A recent study found that babies subjected to their mothers’ use of valproic acid during the first trimester were 12.7 times more likely to have spina bifida compared to babies whose mothers did not take the drug. Serena took Depakote during her first trimester - until she discovered that Depakote is associated with birth defects. Serena claims that she never discussed the risks with any doctor. Unfortunately, she didn’t read the Depakote warning label, which is now a black box warning.

Depakote bellwether trials

District Judge Nancy Rosenstengel conducted the proceedings for Danny Kaleta, who was born with spina bifida in 1999, as a bellwether trial. (Judges often hold bellwether trials when many lawsuits involve similar claims; they are more cost-effective and guide settlement negotiations in a timely manner.) Two more Depakote bellwether trials have been scheduled with Judge Rosenstengel.

During the trial, Mary Kaleta, Danny’s mother, said she didn’t remember discussing valproic acid (known to cause birth defects during the first trimester) with her neurologist. However, his notes showed that Kaleta was informed of all risks and she chose to take risks associated with Depakote than the risks a seizure could cause her baby.

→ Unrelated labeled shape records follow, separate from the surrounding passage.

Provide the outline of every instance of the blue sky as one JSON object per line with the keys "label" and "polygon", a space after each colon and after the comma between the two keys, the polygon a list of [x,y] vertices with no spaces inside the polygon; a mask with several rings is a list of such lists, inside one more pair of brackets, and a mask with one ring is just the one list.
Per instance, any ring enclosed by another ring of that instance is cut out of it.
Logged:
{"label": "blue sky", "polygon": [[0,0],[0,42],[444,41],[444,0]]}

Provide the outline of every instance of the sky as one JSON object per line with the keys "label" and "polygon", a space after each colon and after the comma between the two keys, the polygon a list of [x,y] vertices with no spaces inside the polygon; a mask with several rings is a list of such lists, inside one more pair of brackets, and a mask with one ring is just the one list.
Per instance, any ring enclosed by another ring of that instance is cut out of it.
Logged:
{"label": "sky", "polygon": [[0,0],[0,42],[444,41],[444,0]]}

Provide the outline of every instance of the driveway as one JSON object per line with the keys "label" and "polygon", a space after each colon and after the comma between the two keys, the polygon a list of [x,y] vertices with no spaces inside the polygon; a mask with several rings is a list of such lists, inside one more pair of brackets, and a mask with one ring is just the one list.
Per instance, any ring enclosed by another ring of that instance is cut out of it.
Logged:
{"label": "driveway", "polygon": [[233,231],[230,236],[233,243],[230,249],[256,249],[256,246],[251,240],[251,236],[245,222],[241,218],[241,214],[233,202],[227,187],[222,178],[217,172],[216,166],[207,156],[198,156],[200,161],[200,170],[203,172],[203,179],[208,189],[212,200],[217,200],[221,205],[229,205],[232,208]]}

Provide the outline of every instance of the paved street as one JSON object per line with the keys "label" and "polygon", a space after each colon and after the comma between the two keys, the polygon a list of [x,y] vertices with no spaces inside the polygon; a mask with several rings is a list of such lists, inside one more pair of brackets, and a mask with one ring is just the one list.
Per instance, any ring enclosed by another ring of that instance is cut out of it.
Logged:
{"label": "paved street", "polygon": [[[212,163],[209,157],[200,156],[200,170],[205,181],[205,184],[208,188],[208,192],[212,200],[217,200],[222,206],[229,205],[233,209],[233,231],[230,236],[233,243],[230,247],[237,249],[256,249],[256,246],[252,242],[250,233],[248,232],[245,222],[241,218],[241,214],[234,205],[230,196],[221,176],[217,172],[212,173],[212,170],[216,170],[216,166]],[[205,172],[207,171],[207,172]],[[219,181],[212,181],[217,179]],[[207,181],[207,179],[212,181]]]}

The Kaletas claimed Depakote was defectively designed, inadequately tested, dangerous to human health and the health of unborn babies, and lacked proper danger warnings. The Kaletas sought $30 million in damages to include disfigurement and anguish, pain and suffering, loss of enjoyment of life, loss of earnings, profit, and salary, medical expenses, permanent mental and physical impairment, interest, and costs of suit.

Abbott argued that warnings in its paperwork and labels regarding the risks of mothers using Depakote while pregnant were comprehensive. Abbott further showed that Mary Kaleta weighed the risks and chose to continue to take Depakote and that Abbott was not liable for the outcome of her decision, according to attorney editors on the LexisNexis Jury Verdict team. The case is: In Re Depakote: D.W.K., Jr. and parents Mary and Daniel Kaleta v. Abbott Laboratories, Inc; 2015 JuryVerdicts LEXIS 2031

Serena is optimistic that her day in court may have a completely different outcome.